FARC Terrorist Chief on Venezuela: Maduro ‘Made Mistakes,’ but We Support Him Anyway

Reuters
Reuters

The Revolutionary Armed Forces of Colombia (FARC), a Marxist terrorist group recently empowered by an Obama-supported peace deal with the Colombian government, has issued a statement in support of the socialist dictatorship in Venezuela, condemning the United States for allegedly meddling in the South American nation.

The head of the FARC, a terrorist who goes by the alias “Timochenko,” published an essay on the group’s website supporting dictator Nicolás Maduro and “the Bolivarian revolution,” describing the wave of protests against socialism as a “criminal onslaught.” Timochenko goes on to equate the decline of socialist Venezuela with the invasion of Iraq, blame the United States for the creation of al-Qaeda, and express support for Syrian dictator Bashar al-Assad before mentioning Nicolás Maduro.

Instead, most of the essay focuses on hero worship of late dictator Hugo Chávez. “For the first time, a government had knocked on their [the poor’s] doors to invite them to participate in the country’s political life, to organize and struggle for their vindication,” Timochenko writes of the early days of the “Bolivarian Revolution.”

“The United States will do the impossible to regain control of the world’s largest oil reserves,” he continues, suggesting that the United States ever had sovereignty over Venezuela. “It has been eighteen years of permanent sabotage, of blows and traps delicately woven to generate the impression that the bad guys are anyone but them,” he writes of the United States.

“Amid such confusion generated from the heights of the great capital… the FARC cannot be silent hoping to seek sympathy,” he concludes. “We support Nicolás Maduro Moros and the Bolivarian Revolution, we denounce the criminal onslaught of which they are victims, we call the Colombian people to not let themselves be fooled.”

Unlike his effusive praise of Chávez, Timochenko says of Maduro, “no human work is perfect and surely, some errors may have been committed that can be repaired and overcome.”

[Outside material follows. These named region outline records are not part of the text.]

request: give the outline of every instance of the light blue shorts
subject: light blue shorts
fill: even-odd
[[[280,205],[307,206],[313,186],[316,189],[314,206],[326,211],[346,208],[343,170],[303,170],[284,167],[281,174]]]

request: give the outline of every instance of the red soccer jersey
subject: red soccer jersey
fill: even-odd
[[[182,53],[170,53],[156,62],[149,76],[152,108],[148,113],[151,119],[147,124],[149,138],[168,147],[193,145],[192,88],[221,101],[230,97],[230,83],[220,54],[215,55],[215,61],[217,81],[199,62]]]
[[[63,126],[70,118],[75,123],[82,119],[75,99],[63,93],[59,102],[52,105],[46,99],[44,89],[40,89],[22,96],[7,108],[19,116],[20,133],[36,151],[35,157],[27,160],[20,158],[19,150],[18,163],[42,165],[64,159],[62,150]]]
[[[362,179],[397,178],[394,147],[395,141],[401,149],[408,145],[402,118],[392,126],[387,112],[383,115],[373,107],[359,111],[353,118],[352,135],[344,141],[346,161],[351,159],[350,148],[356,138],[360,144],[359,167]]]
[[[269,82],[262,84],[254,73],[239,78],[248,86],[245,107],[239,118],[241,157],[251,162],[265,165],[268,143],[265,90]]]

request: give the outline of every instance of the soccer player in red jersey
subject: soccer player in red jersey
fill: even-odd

The FARC has been active for more than half a century in Colombia and Latin America as a guerrilla terrorist group and drug trafficking operation, considered for years the wealthiest non-jihadist terrorist organization in the world.

Timochenko and the rest of the FARC leadership have resided in Havana, Cuba, since the tenure of Colombian President Álvaro Uribe, who conducted a joint operation with the United States using counterterrorism techniques to dramatically reduce the FARC’s influence in the country.

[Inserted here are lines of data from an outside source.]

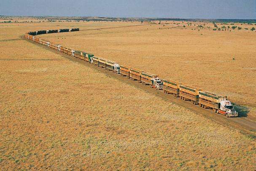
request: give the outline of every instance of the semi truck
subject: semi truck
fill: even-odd
[[[93,56],[94,56],[94,55],[86,53],[85,59],[86,61],[89,63],[92,63],[92,59]]]
[[[120,67],[118,63],[111,61],[107,61],[106,62],[107,69],[112,71],[113,72],[117,74],[120,73]]]
[[[75,51],[75,57],[76,58],[80,58],[81,51]]]
[[[184,100],[190,100],[194,104],[198,104],[199,92],[202,90],[191,86],[186,85],[180,85],[180,99]]]
[[[163,89],[163,84],[161,79],[157,75],[147,72],[141,73],[141,82],[144,85],[149,85],[150,87],[156,90]]]
[[[106,60],[103,58],[99,58],[99,66],[106,69]]]
[[[67,54],[68,48],[63,48],[63,53],[66,54]]]
[[[74,56],[73,55],[73,52],[74,53],[75,50],[73,49],[70,49],[69,48],[67,49],[67,54],[69,55],[70,55],[72,56]]]
[[[138,82],[141,83],[141,73],[143,72],[136,68],[130,69],[130,78],[132,80],[137,80]]]
[[[58,51],[60,51],[61,47],[61,45],[55,45],[55,50],[57,50]]]
[[[212,109],[216,113],[225,115],[227,118],[238,116],[238,113],[234,109],[231,102],[228,100],[226,96],[201,91],[199,92],[198,103],[200,107]]]
[[[174,95],[175,97],[179,97],[180,86],[183,84],[182,83],[173,80],[163,80],[164,92],[166,94]]]
[[[92,60],[92,64],[94,65],[99,66],[99,58],[96,56],[93,56]]]
[[[120,66],[120,75],[121,76],[125,76],[127,78],[130,78],[130,69],[132,69],[126,65]]]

FARC leaders in Cuba participate in communist marches and have received celebrity status among the leadership. Similarly, under Chávez, the FARC established a foothold in Venezuela, celebrating their 50-year anniversary there in 2014 under Maduro.

Despite Timochenko’s tepid support for Maduro personally, members of Maduro’s family have been caught attempting to traffic cocaine into the United States, claiming they received the drugs from FARC terrorists. Liberated FARC captives have claimed their kidnappers in Colombia knew to seek refuge in Venezuela if possible, where they would be welcomed.

The FARC has gained a second wind following Uribe’s tenure under current Colombian president Juan Manuel Santos, who has endeavored to reach a peace agreement with the terrorist group. Santos approved the deal through the Congress following a referendum in which Colombians, particularly in the rural areas where FARC operates, rejected the deal.

The agreement would require FARC terrorists – many of them abducted and turned into child soldiers – to hand over their weapons and face an independent tribunal, then slowly be reintegrated into society. Those found guilty of only “political crimes,” a vaguely defined category, would not have to serve prison time. Leaders like Timochenko could also run for office in a near future, using the drug profits the group continues to generate.

The agreement is not only unpopular with Colombian citizens, but with many rank and file FARC terrorists, as well, who fear that their leadership is selling them out in order to form a viable Marxist political party. Other criminal organizations, like Brazil’s First Central Command (PCC) drug gang, have been offering work to FARC terrorists, arguing that they will never evolve into a political entity that sheds its drug trafficking ways.